A holorecording is set up as Silvia looks on it from her room, its not a grand room, really sparse with only a bed and a chest Tara had left for her. Not that she was ungrateful for it
So, its been a very long time since I kept journals…I was six when I kept the last I think. I have been on Viscara now for about a month or two give or take and the people here for the most part are fairly nice. Blows a sigh pushing her long hair out of her face Its hard though, in ways many don’t understand. I think Corbin referred to me as naïve and he’s likely right. I am naïve and don’t suit the others in many ways. No matter how hard I try to fit in.
Today is a great example of how lost I am here. Everyone went to this…“beach party” thing…no idea what that is or why it requires you all sitting in your underwear in the hot sand. Many were there, Althea, Sandra, Callista, Corbin, Tara, Puru…but they were all separated into their own groups, and it just seemed like after yesterday of mostly everyone ignoring me trying to find them, they don’t seem to see me.
Nargul was okay…the chiss the others also left behind, we spoke for a while and he told me about his people. Then he had to go too.

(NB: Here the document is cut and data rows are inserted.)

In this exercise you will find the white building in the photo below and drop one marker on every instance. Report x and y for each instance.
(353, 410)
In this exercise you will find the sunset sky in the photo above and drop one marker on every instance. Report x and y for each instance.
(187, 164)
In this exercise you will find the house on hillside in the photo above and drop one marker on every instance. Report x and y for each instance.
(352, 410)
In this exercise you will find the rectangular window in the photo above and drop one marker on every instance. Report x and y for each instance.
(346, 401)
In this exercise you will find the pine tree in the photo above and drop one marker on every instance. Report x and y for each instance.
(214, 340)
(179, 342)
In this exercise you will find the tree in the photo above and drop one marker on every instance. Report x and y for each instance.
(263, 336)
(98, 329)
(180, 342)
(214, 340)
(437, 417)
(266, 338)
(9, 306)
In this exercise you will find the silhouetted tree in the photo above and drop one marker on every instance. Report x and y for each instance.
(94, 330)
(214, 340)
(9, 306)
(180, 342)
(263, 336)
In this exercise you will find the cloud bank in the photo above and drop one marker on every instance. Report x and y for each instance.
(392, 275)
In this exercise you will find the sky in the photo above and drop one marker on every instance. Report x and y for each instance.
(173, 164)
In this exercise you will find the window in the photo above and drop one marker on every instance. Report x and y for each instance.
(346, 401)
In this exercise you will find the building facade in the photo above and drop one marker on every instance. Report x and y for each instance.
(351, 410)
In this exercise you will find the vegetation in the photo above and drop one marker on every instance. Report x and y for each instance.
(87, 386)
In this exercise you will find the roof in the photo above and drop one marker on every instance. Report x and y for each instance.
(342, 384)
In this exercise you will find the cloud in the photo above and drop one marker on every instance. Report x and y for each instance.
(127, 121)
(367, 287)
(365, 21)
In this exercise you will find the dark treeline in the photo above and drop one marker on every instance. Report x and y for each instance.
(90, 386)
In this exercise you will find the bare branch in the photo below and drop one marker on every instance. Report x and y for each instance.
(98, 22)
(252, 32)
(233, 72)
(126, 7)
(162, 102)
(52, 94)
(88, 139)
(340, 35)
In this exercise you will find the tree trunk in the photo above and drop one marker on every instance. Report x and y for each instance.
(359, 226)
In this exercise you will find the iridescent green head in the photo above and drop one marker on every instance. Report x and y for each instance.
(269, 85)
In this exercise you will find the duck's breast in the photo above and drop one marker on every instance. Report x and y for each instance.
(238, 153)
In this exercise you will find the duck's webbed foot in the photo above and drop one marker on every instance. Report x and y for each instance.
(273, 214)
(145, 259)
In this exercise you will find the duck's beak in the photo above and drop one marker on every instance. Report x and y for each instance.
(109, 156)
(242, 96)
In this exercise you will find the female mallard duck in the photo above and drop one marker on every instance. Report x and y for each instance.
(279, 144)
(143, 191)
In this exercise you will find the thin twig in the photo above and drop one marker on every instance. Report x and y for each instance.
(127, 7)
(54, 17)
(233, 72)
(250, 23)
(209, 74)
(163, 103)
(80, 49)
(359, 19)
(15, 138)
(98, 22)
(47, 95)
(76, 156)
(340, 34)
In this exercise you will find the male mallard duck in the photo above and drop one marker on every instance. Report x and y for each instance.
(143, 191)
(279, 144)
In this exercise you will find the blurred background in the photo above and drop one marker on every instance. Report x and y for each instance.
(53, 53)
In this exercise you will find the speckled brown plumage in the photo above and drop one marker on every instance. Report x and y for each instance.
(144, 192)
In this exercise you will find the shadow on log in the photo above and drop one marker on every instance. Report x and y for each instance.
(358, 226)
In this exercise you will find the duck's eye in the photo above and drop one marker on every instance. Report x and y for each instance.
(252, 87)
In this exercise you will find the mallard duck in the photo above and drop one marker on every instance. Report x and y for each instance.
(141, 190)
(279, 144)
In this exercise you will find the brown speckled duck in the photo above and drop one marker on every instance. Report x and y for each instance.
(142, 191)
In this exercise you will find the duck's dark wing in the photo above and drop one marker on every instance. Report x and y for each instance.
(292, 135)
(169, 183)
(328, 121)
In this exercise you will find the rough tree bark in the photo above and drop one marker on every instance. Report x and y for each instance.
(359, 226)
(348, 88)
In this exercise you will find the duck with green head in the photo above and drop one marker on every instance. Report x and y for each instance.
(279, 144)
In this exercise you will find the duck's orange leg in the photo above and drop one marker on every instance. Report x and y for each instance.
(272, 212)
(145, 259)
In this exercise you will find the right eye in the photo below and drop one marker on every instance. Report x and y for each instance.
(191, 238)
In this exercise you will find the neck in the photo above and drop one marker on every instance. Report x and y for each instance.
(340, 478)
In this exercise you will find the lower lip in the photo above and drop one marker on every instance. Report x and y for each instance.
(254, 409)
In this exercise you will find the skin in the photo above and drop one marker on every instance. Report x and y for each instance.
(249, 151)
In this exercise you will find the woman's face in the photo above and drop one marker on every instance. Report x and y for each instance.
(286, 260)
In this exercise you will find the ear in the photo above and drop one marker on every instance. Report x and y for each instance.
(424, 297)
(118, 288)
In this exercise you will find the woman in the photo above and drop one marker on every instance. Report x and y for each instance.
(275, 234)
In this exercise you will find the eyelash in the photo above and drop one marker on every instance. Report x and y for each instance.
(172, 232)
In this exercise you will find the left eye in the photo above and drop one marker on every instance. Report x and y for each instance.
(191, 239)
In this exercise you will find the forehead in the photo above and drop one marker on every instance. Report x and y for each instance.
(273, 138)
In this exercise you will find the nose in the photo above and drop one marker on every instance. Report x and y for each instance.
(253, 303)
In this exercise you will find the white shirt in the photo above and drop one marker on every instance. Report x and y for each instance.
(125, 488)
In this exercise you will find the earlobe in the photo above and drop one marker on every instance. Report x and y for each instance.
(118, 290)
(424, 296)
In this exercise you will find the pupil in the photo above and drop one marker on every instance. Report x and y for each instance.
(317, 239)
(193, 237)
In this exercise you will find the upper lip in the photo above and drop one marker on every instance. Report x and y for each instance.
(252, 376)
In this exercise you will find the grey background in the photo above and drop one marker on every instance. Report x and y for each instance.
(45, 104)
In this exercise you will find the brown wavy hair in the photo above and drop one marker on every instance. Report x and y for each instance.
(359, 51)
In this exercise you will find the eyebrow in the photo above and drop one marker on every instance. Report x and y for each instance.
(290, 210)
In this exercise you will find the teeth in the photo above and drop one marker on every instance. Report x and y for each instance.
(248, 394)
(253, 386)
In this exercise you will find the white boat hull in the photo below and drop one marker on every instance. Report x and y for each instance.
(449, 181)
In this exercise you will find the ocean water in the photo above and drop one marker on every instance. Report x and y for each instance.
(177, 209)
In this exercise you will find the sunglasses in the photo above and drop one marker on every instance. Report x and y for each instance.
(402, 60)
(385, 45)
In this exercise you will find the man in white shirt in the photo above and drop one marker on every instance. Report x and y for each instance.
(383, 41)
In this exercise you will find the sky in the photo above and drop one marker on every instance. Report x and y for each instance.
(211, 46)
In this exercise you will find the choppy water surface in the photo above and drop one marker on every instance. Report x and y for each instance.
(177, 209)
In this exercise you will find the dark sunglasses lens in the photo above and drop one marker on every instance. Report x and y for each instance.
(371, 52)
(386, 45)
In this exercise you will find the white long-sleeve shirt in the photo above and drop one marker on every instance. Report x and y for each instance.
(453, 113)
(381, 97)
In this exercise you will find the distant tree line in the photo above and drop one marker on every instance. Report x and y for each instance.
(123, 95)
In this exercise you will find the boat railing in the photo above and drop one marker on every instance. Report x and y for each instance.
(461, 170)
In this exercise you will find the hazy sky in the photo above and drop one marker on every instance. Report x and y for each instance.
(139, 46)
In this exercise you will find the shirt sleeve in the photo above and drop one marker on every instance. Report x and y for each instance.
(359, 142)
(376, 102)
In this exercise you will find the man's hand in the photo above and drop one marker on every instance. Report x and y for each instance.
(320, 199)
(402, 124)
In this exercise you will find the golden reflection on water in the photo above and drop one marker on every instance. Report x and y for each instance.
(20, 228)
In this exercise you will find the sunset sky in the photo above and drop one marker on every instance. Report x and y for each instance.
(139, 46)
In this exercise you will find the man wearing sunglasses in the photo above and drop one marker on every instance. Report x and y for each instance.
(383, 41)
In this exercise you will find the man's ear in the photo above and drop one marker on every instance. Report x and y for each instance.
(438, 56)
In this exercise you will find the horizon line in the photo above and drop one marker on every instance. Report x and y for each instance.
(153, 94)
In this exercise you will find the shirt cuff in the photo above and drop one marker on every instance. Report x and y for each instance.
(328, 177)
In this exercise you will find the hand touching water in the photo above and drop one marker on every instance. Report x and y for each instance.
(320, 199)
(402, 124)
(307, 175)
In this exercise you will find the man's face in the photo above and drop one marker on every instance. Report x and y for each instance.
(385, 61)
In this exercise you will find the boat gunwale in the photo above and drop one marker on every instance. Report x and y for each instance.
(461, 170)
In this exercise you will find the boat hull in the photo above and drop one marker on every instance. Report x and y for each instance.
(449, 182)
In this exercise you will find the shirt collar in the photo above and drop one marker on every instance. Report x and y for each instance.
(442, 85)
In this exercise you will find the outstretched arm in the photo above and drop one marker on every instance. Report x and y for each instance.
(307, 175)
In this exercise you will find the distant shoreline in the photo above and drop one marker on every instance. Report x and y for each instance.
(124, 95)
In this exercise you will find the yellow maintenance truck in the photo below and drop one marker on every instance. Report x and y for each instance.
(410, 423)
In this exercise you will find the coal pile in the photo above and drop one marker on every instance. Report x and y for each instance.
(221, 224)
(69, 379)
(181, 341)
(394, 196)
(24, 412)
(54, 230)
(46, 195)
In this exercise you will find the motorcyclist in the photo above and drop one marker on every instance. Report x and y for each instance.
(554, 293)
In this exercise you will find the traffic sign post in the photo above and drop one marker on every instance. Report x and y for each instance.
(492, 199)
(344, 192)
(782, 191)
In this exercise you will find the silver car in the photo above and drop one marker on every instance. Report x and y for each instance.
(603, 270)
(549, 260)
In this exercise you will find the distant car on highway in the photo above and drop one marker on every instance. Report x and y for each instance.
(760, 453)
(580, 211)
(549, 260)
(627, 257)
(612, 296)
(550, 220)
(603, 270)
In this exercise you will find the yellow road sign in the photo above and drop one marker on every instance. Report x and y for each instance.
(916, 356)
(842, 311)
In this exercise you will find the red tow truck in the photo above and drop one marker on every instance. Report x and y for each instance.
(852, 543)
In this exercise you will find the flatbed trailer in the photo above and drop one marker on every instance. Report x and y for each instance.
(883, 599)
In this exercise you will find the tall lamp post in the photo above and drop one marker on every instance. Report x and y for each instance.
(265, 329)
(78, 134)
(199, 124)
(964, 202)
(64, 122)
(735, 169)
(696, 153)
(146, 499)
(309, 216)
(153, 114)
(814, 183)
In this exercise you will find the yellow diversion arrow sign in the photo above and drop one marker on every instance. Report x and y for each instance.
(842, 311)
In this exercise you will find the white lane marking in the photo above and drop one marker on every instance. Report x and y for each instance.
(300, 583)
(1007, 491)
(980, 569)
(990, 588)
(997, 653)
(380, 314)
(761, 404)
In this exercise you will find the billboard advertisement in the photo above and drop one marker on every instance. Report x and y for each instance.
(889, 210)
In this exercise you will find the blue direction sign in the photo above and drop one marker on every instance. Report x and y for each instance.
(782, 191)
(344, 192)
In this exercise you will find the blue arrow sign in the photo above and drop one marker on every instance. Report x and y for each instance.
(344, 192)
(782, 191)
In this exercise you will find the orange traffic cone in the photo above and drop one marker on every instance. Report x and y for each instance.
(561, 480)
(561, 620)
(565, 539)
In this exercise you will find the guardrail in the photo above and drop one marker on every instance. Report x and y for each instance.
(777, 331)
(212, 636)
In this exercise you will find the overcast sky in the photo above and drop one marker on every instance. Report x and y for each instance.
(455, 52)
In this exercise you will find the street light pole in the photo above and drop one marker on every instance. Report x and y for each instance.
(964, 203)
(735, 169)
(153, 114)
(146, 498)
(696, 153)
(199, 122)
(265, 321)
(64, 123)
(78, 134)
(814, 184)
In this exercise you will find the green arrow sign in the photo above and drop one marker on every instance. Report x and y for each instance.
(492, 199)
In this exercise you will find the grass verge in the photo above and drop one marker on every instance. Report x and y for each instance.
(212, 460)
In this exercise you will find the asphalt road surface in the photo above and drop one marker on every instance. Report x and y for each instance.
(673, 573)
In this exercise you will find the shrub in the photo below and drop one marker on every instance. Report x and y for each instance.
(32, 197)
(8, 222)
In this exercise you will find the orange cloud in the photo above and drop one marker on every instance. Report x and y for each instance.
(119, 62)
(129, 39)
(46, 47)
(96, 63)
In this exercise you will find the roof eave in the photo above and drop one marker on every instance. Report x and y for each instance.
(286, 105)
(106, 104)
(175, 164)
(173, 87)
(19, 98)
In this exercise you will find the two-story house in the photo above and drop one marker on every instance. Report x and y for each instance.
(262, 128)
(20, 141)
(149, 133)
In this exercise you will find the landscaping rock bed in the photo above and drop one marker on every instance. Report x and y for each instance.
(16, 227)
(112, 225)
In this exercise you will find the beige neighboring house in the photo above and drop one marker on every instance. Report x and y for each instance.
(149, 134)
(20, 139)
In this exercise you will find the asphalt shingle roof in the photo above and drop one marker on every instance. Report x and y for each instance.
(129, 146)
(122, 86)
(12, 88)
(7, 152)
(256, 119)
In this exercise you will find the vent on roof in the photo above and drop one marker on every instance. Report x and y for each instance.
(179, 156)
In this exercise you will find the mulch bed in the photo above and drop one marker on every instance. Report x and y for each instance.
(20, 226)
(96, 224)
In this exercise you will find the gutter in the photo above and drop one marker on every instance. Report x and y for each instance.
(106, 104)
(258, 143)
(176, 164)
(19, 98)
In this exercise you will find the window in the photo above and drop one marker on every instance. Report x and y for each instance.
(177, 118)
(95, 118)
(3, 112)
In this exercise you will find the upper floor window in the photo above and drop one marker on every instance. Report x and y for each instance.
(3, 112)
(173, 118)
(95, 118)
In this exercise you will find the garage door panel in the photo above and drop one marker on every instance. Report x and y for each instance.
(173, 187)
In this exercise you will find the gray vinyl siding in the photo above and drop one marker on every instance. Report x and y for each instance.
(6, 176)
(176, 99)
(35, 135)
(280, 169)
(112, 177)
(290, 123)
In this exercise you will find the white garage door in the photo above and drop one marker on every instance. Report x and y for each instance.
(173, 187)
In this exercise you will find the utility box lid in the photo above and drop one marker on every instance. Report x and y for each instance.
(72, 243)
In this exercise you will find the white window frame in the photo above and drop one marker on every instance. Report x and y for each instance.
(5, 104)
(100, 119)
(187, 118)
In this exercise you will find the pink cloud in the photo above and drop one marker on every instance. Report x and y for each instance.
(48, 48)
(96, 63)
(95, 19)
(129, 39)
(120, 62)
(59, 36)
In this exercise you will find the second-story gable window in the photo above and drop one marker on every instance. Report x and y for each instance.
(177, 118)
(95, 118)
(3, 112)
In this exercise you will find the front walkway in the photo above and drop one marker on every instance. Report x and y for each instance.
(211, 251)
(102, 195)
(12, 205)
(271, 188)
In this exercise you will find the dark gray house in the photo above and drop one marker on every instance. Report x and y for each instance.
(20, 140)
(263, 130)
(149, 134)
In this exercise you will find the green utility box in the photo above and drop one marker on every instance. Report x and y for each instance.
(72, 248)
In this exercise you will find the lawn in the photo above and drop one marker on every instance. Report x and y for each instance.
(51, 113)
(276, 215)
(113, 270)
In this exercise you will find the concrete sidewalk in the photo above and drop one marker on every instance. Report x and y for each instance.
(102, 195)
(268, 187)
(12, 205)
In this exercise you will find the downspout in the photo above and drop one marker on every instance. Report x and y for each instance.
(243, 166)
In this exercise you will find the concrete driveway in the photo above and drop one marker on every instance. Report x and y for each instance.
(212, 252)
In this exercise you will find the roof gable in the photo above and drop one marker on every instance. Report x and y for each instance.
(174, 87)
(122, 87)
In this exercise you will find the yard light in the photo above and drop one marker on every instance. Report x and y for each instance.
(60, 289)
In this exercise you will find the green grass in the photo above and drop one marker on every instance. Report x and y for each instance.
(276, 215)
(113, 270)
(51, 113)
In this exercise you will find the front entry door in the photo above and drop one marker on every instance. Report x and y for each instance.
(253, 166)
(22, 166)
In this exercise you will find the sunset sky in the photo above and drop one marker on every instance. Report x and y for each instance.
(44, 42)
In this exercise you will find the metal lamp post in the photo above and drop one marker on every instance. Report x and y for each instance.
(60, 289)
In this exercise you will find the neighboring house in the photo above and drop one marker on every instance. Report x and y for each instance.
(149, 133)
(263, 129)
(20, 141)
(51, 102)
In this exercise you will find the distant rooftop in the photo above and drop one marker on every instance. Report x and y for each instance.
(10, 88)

I have passed the others about three times, even stopped to watch them each time. No one talks to me, looks to me, I feel invisible to them. Though I don’t know, maybe as a future Temple Guard, I should just get used to being alone. I spend most of my time alone anyways. All my training in forms? Alone, all my combat training? Alone, I don’t blame Callista, shes trying to juggle so much she can only do so much at once. Though I am tired of trying to encourage the Padawans to be more active with us.
I give up fighting to make changes. I will just stick to what I know, and how to take care of myself. Its all that seems to actually work and if I am needed, I am sure the Knights will let me know. I just…I wish I was back home, I was never this alone back home…wipes a tear away as she reaches over and shuts off the recorder
//OOC NOTE: This is ALL IC feelings ONLY, please do NOT take this as OOC!! Thanks!